A Tour of the Google Blacklist

WienerPizza writes "Michael Sutton takes us on a tour of the Google blacklist, a list of suspected phishing sites. He finds that eBay, PayPal and Bank of America combined account for 63% of the active phishing sites. Amusingly, he also reveals that Yahoo! has a nasty habit of hosting phishing sites that harvest — you guessed it — Yahoo! credentials!"

So...

[NightWulf]

That guy on eBay who told me to use my Bank of America account to send money to Paypal all through his link may not have been legit?

Re:So...

[The+Zon]

You know that guy too? Don't worry, I'm pretty sure he's legit. I just used his service to order some chemicals to clean the dye off of a suitcase full of money I'm splitting with an exiled doctor from Nigeria. Can you believe it? This doctor contacted me right out of the blue, and all I needed was a U.S. bank account and a sympathetic heart. And, except for the chemicals, this is all at no cost to me!

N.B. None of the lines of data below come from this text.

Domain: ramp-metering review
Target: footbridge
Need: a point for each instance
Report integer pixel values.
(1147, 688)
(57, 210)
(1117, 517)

I can't believe such a great proposition initially got filtered to my spam folder!

Re:But it's not a problem

[Jonnty]

Or define the type of scam you're trying to report. (Scroll down, it's in black, indented courier.)

This one made me cry a little inside

[Rude+Turnip]

Here is one of the last entries on the Google blacklist:

+http://zeta-os.com/astats/bankofamerica/......... ..

For those not in the know, Zeta-os.com is/was the successor developer to YellowTab, which was developing a new operating system based on the old BeOS code. Now, zeta-os.com (or at least a part of it) has been reduced to a phishing site. *sigh*

Re:This one made me cry a little inside

[jasonwc]

I just loaded http://zeta-os.com/astats/bankofamerica/ on Firefox 2.0.0.1 using Firefox's built-in phishing detector using Google to provide the blacklist ["Check by asking Google about each site I visit" option]. It loaded the site just fine, without any warning.

Re:This one made me cry a little inside

[Rude+Turnip]

That's because I truncated the full URL. You have to follow the link in the article to get the whole thing.

Oh, and thanks for modding my little emotional episode as funny, you bastards.

Google's not keeping up

[Jonnty]

Judging by the huge proportion of the blacklisted sites that are offline (and the tiny fraction that are actually phishing sites) it seems Google isn't taking this seriously enough. There is much, much more than 341 phishing sites in the world. This list should be being updated daily, they should start a way for suggesting sites or, if it exists, make it more visible.

For the only external blacklisting organisation on Firefox, and as the provider for possibly the most widely used toolbar ever, they're not taking this seriously enough. But would any security company come in with a better free blacklist?

Re:Question do Sys Admins

[GigsVT]

Yeah, because DNS is something that you should obviously trust a single company about!

Who need that old DNS system with the robust infrastructure, when we can have ads pushed on us for every domain we mistype and alongside our search results!

Someone call Verisign and tell them to fire sitefinder back up, these guys need some competition!

Here is a site that has a lot of IPs

[VGfort]

Banned IP Address - a lot of them are spammers or fake bots that will look around your website and fill your forms in the attempt to spam you or your forums/blog or whatever else you might have

Pollute the phishing sites

[thewils]

Go there and put in false information. Make it harder for them to get valid data.

Check out the whitelist

[tecker]

Either Google is really paranoid or they have yet to find a site to put on the whitelist that was linked to.

See for yourself what I mean Nothing there.